Three observed trends since the 2016 Advisory. First, a concentration of targeting of particular sectors: manufacturing and construction (25% of reported BEC cases), commercial services (18%), and real estate (16%). Second, the majority of BEC incidents (reported in the Trends Analysis at 73%) affecting U.S. financial institutions and their customers are increasingly involving initial domestic funds transfers, rather than international, likely taking advantage of money mule networks across the United States to move stolen funds. Third, the two most common impersonations – CEO and vendor – are trending in different directions: CEO impersonations are trending down (from 33% of reported incidents in 2017 to 12% in 2018), and vendor impersonations are trending up (from 30% of incidents in 2017 to 39% in 2018, becoming the most common BEC method). FinCEN also noted that the average transaction amount for BECs impersonating a vendor or client invoice was $125,439, compared with $50,373 for impersonating a CEO.
A BEC scheme’s probability of success and the potential payout from fraudulent payment instructions often depends on (1) the criminal’s knowledge of their victim’s normal business processes by leveraging publicly available information about the victim organization’s vendors, contracts, and business processes, and (2) weaknesses in the victim’s authorization and authentication protocols.
In this 2019 Advisory, FinCEN broadens its definitions of email compromise fraud activities to clarify that such fraud targets a variety of types of entities and may be used to misdirect any kind of payment (not just wire transfers) or transmittal of other things of value. While many email compromise fraud scheme payments are carried out via wire transfers (as originally stated in the 2016 BEC Advisory), FinCEN has observed BEC schemes fraudulently inducing funds or value transfers through convertible virtual currency payments, ACH transfers, and purchases of gift cards.
The 2019 Advisory also expands the types of victims beyond commercial businesses. FinCEN analysis has indicated criminal groups use a variety of techniques to conduct BEC fraud against individuals, particularly and increasingly those with high net worth, and entities that routinely use email to make or arrange payments between partners, customers, or suppliers. Targets of these schemes fall outside of the definition of traditional business customers, such as government entities and non-profit organizations or even the financial institutions themselves.
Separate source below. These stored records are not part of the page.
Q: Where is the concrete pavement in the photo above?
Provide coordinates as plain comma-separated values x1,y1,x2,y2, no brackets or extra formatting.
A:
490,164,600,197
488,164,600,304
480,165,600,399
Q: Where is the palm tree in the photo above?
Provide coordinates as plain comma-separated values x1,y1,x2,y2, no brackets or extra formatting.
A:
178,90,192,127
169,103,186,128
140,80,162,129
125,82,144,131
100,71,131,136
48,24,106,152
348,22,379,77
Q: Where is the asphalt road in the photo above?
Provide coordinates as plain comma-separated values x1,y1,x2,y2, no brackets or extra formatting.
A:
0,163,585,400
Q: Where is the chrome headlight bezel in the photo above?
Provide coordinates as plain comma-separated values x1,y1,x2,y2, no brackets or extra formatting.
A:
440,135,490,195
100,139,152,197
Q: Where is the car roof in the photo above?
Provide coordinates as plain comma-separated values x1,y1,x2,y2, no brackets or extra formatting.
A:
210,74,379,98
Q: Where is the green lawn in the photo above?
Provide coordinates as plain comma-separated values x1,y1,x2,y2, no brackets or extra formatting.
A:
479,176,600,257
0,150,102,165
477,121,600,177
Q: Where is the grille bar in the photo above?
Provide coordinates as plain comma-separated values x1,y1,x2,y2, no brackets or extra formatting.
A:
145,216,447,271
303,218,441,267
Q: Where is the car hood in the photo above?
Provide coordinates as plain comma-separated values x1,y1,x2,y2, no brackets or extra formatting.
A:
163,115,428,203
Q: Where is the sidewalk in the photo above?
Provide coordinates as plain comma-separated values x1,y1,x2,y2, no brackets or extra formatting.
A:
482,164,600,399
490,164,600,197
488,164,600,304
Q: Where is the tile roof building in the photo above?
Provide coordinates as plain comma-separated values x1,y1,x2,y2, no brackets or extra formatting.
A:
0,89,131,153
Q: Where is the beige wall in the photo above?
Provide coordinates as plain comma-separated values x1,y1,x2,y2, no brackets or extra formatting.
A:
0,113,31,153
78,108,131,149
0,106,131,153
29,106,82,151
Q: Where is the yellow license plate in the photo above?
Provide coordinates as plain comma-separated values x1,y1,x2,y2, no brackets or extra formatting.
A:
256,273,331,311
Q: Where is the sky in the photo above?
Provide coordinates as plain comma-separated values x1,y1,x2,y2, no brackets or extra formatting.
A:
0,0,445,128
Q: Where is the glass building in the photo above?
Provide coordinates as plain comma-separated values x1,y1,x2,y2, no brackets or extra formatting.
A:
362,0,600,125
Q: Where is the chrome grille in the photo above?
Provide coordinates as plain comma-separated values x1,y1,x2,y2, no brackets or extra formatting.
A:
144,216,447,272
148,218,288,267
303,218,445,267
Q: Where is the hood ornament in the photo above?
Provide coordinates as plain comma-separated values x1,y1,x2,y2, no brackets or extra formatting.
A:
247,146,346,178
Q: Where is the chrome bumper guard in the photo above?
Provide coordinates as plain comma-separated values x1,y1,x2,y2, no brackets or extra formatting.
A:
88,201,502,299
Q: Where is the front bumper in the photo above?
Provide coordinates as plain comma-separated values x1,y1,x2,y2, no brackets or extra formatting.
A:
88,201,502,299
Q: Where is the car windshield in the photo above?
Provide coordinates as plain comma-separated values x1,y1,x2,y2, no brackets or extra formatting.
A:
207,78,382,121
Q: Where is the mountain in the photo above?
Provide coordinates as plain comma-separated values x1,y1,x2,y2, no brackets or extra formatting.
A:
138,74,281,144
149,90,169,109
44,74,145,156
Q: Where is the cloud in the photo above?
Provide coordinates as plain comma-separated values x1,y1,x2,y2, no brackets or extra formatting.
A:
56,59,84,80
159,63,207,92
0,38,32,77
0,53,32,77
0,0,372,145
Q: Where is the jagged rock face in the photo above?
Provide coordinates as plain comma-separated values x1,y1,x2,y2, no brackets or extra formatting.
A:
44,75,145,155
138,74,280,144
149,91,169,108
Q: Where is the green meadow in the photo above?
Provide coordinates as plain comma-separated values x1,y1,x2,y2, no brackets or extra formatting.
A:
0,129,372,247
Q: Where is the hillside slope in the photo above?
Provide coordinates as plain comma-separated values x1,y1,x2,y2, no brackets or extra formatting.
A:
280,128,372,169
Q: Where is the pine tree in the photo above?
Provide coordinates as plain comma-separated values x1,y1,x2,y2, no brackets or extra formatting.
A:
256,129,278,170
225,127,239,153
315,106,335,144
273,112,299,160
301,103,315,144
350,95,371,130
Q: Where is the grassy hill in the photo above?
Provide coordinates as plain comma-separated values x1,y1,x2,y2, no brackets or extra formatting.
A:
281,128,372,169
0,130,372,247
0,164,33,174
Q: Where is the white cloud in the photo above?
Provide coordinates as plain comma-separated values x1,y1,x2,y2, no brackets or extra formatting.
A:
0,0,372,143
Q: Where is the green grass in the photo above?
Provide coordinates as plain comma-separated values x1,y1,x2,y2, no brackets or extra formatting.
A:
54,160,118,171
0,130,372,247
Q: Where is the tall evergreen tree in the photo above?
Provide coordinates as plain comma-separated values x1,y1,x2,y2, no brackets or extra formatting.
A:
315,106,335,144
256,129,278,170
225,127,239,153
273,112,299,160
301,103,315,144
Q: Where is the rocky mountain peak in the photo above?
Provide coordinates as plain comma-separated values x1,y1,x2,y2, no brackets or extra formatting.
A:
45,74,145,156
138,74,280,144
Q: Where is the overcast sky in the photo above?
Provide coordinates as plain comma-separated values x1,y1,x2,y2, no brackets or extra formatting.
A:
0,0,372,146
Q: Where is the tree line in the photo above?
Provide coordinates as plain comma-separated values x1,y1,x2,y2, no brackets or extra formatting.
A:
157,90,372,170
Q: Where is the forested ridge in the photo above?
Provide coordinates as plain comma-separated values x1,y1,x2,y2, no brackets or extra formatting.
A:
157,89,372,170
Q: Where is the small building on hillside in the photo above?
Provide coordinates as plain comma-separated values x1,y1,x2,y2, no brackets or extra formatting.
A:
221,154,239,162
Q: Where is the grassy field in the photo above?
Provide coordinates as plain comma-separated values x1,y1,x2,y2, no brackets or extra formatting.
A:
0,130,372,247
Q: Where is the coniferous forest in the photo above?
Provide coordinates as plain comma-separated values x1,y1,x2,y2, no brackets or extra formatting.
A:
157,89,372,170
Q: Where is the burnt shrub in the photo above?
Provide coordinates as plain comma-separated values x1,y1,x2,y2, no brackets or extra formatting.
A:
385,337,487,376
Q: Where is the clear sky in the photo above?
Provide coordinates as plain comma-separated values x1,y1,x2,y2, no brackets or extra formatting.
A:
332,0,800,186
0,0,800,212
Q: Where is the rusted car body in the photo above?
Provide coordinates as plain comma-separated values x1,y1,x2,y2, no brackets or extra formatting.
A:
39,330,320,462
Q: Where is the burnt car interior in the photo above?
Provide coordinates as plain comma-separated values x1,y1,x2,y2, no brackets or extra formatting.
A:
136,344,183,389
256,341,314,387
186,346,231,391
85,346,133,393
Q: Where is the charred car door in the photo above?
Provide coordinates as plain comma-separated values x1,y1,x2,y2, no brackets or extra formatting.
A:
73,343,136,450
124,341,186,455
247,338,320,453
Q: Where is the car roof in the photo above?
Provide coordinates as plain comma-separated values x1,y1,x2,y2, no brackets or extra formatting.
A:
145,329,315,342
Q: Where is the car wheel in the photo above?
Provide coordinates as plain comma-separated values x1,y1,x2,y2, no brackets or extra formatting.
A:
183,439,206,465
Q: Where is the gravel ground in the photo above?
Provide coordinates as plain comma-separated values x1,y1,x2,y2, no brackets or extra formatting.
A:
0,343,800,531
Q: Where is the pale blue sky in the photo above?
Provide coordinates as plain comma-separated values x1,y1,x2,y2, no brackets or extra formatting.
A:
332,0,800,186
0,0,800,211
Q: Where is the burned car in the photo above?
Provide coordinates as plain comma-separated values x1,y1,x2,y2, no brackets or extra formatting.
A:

Footnote 7 provides that “The definitions of email compromise fraud, BEC, and EAC supersede the definitions in the 2016 BEC Advisory.” Those definitions are (and the red font indicates changes from 2016):
Email Compromise Fraud: Schemes in which 1) criminals compromise[1] the email accounts of victims to send fraudulent payment instructions to financial institutions or other business associates in order to misappropriate funds or value; or in which 2) criminals compromise the email accounts of victims to effect fraudulent transmission of data that can be used to conduct financial fraud. The main types of email compromise, the definitions of which have been modified to reflect the expansion of victims being targeted, include:
Business Email Compromise (BEC): Targets accounts of financial institutions or customers of financial institutions that are operational entities, including commercial, non-profit, nongovernmental, or government entities.
Email Account Compromise (EAC): Targets personal email accounts belonging to an individual.
BEC Fraud against Governments – BEC frauds have targeted accounts used for pension funds, payroll accounts, and contracted services. Schemes against government victims are consistent with other common typologies in BEC fraud. BEC schemes targeting government entities also often include vendor impersonation.
BEC Fraud against Educational Institutions – In 2016, financial institutions reported to FinCEN over 160 incidents of BEC targeting educational institutions where criminals attempted to steal over $50 million. The education sector has the largest concentration of high-value BEC attempts in financial sector reporting, even though only approximately 2% of BEC incidents affected educational institutions in 2017. Schemes against educational institutions frequently involve vendor impersonation. Attackers use authentic-looking payment requests to direct funds to domestic bank accounts they control. Large-scale construction and renovation projects have repeatedly been targets of high-dollar thefts.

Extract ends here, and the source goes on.